En France, cette approche a été popularisée par des chercheurs, des agronomes et des praticiens pionniers, qui ont montré l’intérêt des arbres pour accompagner l’agriculture durable. La déclinaison spécifique à la viticulture – la vitiforesterie – a émergé dans les années 2000, à travers les premiers projets pilotes menés dans des régions viticoles confrontées à :
- Des défis climatiques accrus (stress hydrique, températures extrêmes, gel printanier),
- Une érosion biologique liée à l’usage intensif d’intrants,
- Et une volonté croissante de reconnecter la vigne à son terroir vivant.
Aujourd’hui, la vitiforesterie représente une voie innovante, réaliste et prometteuse pour faire évoluer la viticulture vers un modèle plus agroécologique, résilient et qualitatif. Elle s’inscrit pleinement dans les politiques publiques de transition agricole (Plan Écophyto, PAC 2023-2027, Plan France 2030), tout en répondant à une attente forte des consommateurs pour des vins issus de pratiques respectueuses de l’environnement.
Synonymes et vocabulaire associé
Le terme “vitiforesterie” est relativement récent et parfois remplacé ou accompagné par des expressions proches, comme :
- Agroforesterie viticole
- Vigne arborée
- Système viticole agroforestier
- Système mixte vigne-arbre
Ces variantes reflètent différentes approches, mais toutes convergent vers une logique d’association raisonnée entre arbres et vigne, dans une même parcelle, avec des bénéfices mutuels recherchés.
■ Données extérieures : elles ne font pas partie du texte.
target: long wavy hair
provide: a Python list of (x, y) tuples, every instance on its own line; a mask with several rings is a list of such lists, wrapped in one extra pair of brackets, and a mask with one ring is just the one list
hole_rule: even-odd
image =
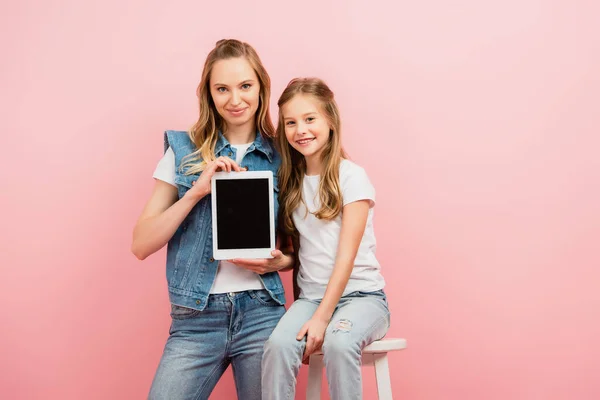
[(317, 100), (330, 127), (329, 141), (321, 153), (323, 169), (319, 183), (320, 208), (314, 213), (319, 219), (332, 220), (342, 211), (340, 162), (347, 158), (341, 142), (340, 112), (331, 89), (318, 78), (292, 79), (277, 102), (279, 121), (276, 134), (277, 147), (281, 153), (281, 167), (278, 173), (280, 220), (282, 228), (290, 235), (296, 234), (292, 213), (304, 201), (302, 199), (302, 179), (306, 173), (306, 160), (287, 141), (281, 108), (297, 95), (308, 95)]
[(190, 139), (196, 145), (197, 149), (192, 154), (185, 157), (183, 167), (189, 167), (186, 174), (199, 174), (204, 170), (206, 164), (213, 161), (215, 156), (215, 146), (219, 138), (219, 131), (226, 129), (225, 121), (217, 111), (210, 94), (210, 76), (215, 63), (219, 60), (244, 57), (250, 63), (250, 66), (256, 72), (260, 84), (259, 104), (255, 114), (255, 125), (261, 135), (265, 137), (275, 136), (275, 128), (271, 121), (269, 113), (269, 101), (271, 98), (271, 78), (265, 70), (256, 50), (248, 43), (235, 39), (222, 39), (216, 43), (216, 46), (206, 57), (204, 69), (202, 70), (202, 79), (196, 89), (199, 104), (198, 121), (190, 129)]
Différences avec l’agroforesterie classique
Bien qu’elle s’inscrive dans la grande famille des systèmes agroforestiers, la vitiforesterie présente des caractéristiques uniques qui la distinguent nettement des autres formes d’agroforesterie, comme celles pratiquées en grandes cultures (blé, maïs), en maraîchage ou en élevage. Ces différences tiennent principalement aux spécificités biologiques de la vigne, à l’organisation spatiale rigide des parcelles viticoles, et aux contraintes mécaniques propres à la viticulture moderne.
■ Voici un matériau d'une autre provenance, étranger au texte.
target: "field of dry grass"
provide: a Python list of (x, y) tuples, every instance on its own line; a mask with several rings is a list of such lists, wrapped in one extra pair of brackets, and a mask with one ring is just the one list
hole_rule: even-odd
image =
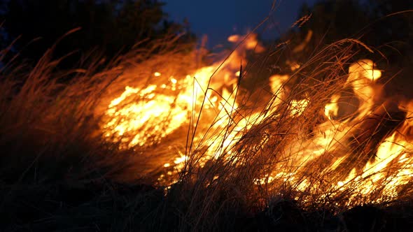
[[(411, 182), (392, 182), (400, 178), (400, 170), (411, 169), (409, 145), (396, 155), (398, 160), (405, 158), (402, 164), (395, 158), (386, 169), (362, 173), (368, 164), (375, 164), (374, 152), (384, 140), (403, 131), (400, 126), (409, 110), (394, 107), (392, 99), (378, 99), (364, 115), (360, 109), (344, 116), (325, 114), (334, 94), (341, 93), (344, 96), (340, 101), (350, 101), (345, 97), (349, 68), (358, 52), (366, 50), (363, 43), (348, 39), (321, 48), (272, 92), (268, 80), (255, 89), (237, 87), (254, 75), (253, 66), (241, 66), (230, 95), (216, 91), (224, 105), (231, 107), (213, 106), (218, 113), (209, 113), (211, 96), (205, 94), (189, 109), (189, 122), (159, 137), (153, 131), (174, 122), (153, 118), (148, 124), (155, 124), (136, 131), (148, 135), (147, 143), (125, 148), (122, 139), (130, 139), (128, 134), (108, 136), (102, 129), (107, 106), (126, 86), (144, 89), (165, 83), (171, 76), (196, 73), (200, 68), (196, 52), (166, 49), (173, 46), (170, 38), (156, 41), (153, 48), (131, 52), (104, 68), (99, 60), (89, 58), (70, 71), (56, 68), (59, 61), (50, 59), (51, 48), (34, 67), (10, 64), (1, 68), (2, 230), (409, 228), (413, 222)], [(161, 52), (152, 55), (154, 50)], [(155, 72), (162, 75), (155, 78)], [(204, 93), (217, 90), (210, 84)], [(141, 101), (138, 95), (124, 104)], [(380, 110), (383, 106), (386, 113)], [(342, 127), (332, 132), (322, 127), (333, 124)], [(365, 136), (365, 131), (370, 133)], [(325, 143), (318, 139), (331, 134), (334, 139), (328, 147), (320, 147)], [(179, 168), (178, 164), (165, 165), (179, 154), (185, 157)], [(356, 174), (350, 173), (353, 170)], [(372, 177), (378, 173), (385, 177)], [(167, 177), (160, 179), (161, 175)], [(372, 187), (360, 191), (367, 182)], [(389, 184), (397, 187), (396, 195), (385, 194)]]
Tout d’abord, la vigne est une plante pérenne qui reste en place durant plusieurs décennies (souvent 30 à 60 ans), contrairement aux cultures annuelles des systèmes céréaliers. Cette pérennité implique une interaction durable avec l’arbre voisin, ce qui nécessite une anticipation à long terme lors du choix des essences, de leur espacement, ou encore de leur gestion. En outre, la vigne est une espèce particulièrement sensible aux variations du microclimat : excès d’ombre, stagnation d’humidité ou courants d’air froid peuvent impacter la maturité du raisin, la vigueur des ceps, ou encore favoriser les maladies cryptogamiques. Ainsi, la présence d’arbres ne doit pas perturber les équilibres délicats que le viticulteur cherche à préserver sur sa parcelle.
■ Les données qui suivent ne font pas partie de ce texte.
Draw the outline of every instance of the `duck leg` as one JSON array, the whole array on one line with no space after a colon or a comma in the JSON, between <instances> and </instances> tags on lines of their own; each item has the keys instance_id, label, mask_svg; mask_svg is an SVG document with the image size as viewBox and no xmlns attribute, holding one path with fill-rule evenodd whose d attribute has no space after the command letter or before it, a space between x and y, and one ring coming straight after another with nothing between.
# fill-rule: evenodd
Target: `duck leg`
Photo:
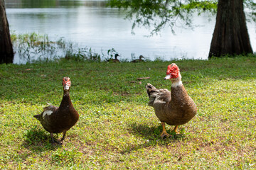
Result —
<instances>
[{"instance_id":1,"label":"duck leg","mask_svg":"<svg viewBox=\"0 0 256 170\"><path fill-rule=\"evenodd\" d=\"M177 131L177 129L178 129L178 125L176 125L175 127L174 127L174 129L171 131L172 132L176 132L176 134L179 134L179 132L178 132L178 131Z\"/></svg>"},{"instance_id":2,"label":"duck leg","mask_svg":"<svg viewBox=\"0 0 256 170\"><path fill-rule=\"evenodd\" d=\"M161 137L169 137L170 135L169 135L169 134L167 133L167 132L166 132L166 128L165 128L165 123L164 123L164 122L161 122L161 125L162 125L162 127L163 127L163 132L162 132L161 134Z\"/></svg>"},{"instance_id":3,"label":"duck leg","mask_svg":"<svg viewBox=\"0 0 256 170\"><path fill-rule=\"evenodd\" d=\"M67 132L67 131L64 131L63 132L63 138L61 138L61 140L60 140L60 143L62 144L63 143L63 141L64 140L64 139L65 139L65 133Z\"/></svg>"},{"instance_id":4,"label":"duck leg","mask_svg":"<svg viewBox=\"0 0 256 170\"><path fill-rule=\"evenodd\" d=\"M53 139L53 133L50 133L50 138L52 139L52 144L54 144L55 141Z\"/></svg>"}]
</instances>

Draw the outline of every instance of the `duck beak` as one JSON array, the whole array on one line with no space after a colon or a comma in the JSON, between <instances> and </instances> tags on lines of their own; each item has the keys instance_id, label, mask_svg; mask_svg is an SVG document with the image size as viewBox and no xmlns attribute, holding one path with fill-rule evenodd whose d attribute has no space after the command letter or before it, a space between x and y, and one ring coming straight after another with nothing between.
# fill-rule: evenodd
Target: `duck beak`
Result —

Ensuite, les vignes sont généralement implantées dans un schéma géométrique rigoureux : les rangs sont parfaitement alignés, à des espacements bien définis (1,80 m à 3 m), optimisés pour la circulation des engins agricoles. Cette organisation rigide ne laisse que peu de place à l’improvisation lors de l’introduction d’arbres, contrairement aux systèmes plus souples des grandes cultures ou de l’élevage. Il est donc essentiel de concevoir un plan d’implantation précis, qui respecte les contraintes de passage tout en favorisant les interactions bénéfiques entre vigne et arbre.
Autre élément différenciant : le matériel viticole. Aujourd’hui, la plupart des exploitations sont mécanisées, que ce soit pour le travail du sol, la taille, les traitements ou la vendange. Ce matériel est souvent large, long et nécessite une bonne manœuvrabilité. Un arbre mal positionné peut entraver le travail quotidien, générer des pertes de temps, voire provoquer des accidents matériels. C’est pourquoi la vitiforesterie doit être pensée en dialogue étroit avec les réalités techniques de l’exploitation, en tenant compte des gabarits des tracteurs, du rayon de braquage, ou encore des hauteurs de passage.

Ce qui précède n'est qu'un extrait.